Nick Adams, PhD, was a full-time research fellow at the Berkeley Institute for Data Science (BIDS). He is a sociologist, and his substantive work analyzes protester and police interactions as revealed through 8,000 news accounts of nearly 200 US Occupy campaigns. His TextThresher software provides the human-powered machinery to process these data in high quantity with high quality. A builder of research communities across UC Berkeley's campus, Nick founded and leads the Computational Text Analysis Working Group at Berkeley’s D-Lab and BIDS' Text Across Domains (Text XD) initiative. He also serves on the Social Science Research Council’s Committee on Digital Culture and is a contributing editor to Mobilizing Ideas, the online journal of social movements research.

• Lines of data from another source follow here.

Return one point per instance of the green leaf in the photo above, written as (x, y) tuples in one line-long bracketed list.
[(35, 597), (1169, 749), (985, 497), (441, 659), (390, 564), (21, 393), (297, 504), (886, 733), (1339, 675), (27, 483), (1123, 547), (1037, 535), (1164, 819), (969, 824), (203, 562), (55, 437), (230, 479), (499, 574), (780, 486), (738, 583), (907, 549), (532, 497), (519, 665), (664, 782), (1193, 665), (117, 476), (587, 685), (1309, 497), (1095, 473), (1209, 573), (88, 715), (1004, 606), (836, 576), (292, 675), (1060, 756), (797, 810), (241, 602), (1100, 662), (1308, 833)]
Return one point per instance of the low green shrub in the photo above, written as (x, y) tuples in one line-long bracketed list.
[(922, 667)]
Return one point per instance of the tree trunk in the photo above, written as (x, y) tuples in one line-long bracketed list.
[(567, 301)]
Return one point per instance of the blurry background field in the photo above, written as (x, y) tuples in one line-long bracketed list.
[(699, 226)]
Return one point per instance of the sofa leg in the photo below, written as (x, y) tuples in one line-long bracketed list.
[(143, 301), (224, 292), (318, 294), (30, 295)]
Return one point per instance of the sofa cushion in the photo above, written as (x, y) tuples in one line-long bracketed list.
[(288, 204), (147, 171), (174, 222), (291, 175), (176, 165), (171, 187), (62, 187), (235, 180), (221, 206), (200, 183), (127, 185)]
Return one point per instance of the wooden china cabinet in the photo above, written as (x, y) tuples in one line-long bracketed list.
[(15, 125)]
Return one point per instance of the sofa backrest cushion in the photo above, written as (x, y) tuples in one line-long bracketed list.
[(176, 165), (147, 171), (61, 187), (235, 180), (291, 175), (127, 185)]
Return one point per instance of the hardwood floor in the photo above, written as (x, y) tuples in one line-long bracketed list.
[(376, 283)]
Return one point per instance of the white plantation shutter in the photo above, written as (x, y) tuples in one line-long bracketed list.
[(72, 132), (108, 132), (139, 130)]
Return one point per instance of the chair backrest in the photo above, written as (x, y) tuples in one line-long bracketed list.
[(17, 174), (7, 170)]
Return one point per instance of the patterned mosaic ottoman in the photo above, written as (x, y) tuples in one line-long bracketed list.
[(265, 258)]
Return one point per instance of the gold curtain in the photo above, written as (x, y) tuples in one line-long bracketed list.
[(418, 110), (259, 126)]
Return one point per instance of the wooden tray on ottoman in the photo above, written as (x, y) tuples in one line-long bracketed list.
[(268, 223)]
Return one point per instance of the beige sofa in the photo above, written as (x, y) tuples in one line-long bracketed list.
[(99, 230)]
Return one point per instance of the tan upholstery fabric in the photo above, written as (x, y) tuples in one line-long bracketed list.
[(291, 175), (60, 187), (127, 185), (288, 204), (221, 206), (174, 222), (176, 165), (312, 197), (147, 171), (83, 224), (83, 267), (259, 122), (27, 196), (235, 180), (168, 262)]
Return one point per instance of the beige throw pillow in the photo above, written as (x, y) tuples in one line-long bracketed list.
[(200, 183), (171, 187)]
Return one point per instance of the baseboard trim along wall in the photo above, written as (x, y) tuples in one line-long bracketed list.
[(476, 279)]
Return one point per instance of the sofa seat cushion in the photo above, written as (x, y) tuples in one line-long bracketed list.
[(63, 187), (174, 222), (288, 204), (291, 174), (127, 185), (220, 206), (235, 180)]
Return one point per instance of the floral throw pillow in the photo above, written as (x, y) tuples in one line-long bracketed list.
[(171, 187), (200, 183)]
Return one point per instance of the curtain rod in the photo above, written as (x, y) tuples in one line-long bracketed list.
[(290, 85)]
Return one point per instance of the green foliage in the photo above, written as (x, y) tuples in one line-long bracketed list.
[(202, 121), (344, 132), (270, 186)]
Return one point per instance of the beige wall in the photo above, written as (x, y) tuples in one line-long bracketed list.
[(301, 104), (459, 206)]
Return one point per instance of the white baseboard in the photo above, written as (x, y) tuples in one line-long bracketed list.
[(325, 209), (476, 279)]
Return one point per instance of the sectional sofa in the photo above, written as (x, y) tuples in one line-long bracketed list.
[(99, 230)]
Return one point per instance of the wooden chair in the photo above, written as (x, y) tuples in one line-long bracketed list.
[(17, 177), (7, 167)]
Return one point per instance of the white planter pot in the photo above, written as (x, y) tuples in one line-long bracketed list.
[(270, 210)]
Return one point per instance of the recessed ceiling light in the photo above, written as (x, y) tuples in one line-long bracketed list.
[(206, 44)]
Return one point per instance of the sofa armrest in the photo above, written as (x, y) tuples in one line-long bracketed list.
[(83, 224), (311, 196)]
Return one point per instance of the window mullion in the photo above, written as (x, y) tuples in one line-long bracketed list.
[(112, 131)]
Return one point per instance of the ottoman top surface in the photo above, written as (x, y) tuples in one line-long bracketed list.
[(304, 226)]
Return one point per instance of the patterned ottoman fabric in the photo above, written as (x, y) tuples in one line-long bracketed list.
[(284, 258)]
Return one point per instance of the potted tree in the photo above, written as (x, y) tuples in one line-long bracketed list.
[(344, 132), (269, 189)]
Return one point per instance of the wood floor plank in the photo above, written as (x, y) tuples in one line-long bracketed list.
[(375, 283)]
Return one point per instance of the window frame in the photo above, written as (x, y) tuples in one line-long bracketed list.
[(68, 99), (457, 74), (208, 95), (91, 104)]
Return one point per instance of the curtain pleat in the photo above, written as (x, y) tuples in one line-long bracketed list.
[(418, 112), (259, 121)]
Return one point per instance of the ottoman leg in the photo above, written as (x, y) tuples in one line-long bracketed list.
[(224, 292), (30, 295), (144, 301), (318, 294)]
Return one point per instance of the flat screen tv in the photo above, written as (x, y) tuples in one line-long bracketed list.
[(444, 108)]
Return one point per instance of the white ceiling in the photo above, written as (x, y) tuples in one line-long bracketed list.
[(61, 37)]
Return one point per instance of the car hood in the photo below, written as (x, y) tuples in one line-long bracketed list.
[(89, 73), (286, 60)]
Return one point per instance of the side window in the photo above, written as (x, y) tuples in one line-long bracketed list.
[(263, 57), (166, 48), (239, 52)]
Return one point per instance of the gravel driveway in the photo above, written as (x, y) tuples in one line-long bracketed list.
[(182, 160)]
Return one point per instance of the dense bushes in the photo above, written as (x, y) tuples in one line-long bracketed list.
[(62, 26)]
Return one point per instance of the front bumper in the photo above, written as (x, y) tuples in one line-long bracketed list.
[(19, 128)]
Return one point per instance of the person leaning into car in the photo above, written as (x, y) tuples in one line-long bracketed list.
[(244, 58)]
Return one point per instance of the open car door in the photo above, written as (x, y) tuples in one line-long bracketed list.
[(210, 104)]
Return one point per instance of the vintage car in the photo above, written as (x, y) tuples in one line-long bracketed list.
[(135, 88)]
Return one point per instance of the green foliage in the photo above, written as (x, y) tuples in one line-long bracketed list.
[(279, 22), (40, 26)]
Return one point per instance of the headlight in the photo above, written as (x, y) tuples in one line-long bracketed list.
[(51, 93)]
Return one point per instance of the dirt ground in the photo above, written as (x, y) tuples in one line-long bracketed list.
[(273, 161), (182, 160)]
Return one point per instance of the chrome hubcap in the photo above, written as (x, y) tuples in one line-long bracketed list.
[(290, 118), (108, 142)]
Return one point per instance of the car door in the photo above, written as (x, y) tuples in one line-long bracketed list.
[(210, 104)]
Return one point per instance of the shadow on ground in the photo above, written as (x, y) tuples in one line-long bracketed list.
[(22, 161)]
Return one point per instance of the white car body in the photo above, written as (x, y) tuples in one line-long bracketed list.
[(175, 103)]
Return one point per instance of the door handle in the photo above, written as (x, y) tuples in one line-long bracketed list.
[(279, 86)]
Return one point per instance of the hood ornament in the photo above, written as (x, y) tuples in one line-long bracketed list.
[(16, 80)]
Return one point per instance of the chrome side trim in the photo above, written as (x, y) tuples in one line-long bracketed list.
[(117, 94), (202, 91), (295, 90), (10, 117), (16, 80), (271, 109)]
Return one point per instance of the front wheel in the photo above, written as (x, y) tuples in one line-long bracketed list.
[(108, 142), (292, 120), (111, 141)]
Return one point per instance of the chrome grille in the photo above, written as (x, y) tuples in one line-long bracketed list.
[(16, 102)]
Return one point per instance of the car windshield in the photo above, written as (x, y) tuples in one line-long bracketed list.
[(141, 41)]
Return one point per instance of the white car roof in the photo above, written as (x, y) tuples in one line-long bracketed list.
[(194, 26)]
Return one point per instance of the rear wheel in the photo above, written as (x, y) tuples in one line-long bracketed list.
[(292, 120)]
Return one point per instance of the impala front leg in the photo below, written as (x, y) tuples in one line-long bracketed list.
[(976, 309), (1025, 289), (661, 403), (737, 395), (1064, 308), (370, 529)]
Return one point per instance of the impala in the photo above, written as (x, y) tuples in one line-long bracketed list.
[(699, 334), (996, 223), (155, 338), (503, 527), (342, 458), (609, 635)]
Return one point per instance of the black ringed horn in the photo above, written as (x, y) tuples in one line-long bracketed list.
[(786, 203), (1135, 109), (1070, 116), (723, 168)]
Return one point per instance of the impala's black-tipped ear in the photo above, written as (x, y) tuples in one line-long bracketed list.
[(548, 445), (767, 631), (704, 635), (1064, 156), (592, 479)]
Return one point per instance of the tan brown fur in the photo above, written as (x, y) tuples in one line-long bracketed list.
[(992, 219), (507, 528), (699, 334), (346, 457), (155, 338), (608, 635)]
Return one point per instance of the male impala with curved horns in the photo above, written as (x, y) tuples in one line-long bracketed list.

Elena Glassman was an EECS postdoctoral researcher at the Berkeley Institute of Design, advised by Bjoern Hartmann. She earned her EECS PhD at MIT CSAIL in August 2016, where she created scalable systems that analyze, visualize, and provide insight into the code of thousands of programming students. Prior to entering the field of human-computer interaction, she earned her M.Eng. in the MIT CSAIL Robot Locomotion Group. She was a visiting researcher at the Stanford Biomimetics and Dextrous Manipulation Lab and a summer research intern at both Google and Microsoft Research, working on systems that help people teach and learn. Before receiving the BIDS Moore/Sloan Data Science Fellowship, she was awarded the Intel Foundation Young Scientist Award, both the NSF and NDSEG graduate fellowships, the MIT EECS Oral Master’s Thesis Presentation Award, a Best of CHI Honorable Mention, and the MIT Amar Bose Teaching Fellowship for innovation in teaching methods.
Alexandra is a BIDS data science fellow and a postdoctoral scholar working with Tom Griffiths in the Institute of Cognitive and Brain Sciences. She got her PhD in cognitive and information sciences from the University of California, Merced, in December 2015.
Her work explores human communication in data-rich environments. From capitalizing on large-scale real-world corpora to capturing multimodal experimental data, her research seeks to understand how context changes communication dynamics. Broadly, her work integrates computational and social perspectives to understand interpersonal interaction as a nonlinear dynamical system.
Relatedly, Alexandra also develops research methods to facilitate quantitative research on interaction and encourages others to use data-rich computational methods through teaching and service. As part of that effort, she works with the Center for Data on the Mind to foster the application of big data to questions about cognition and behavior.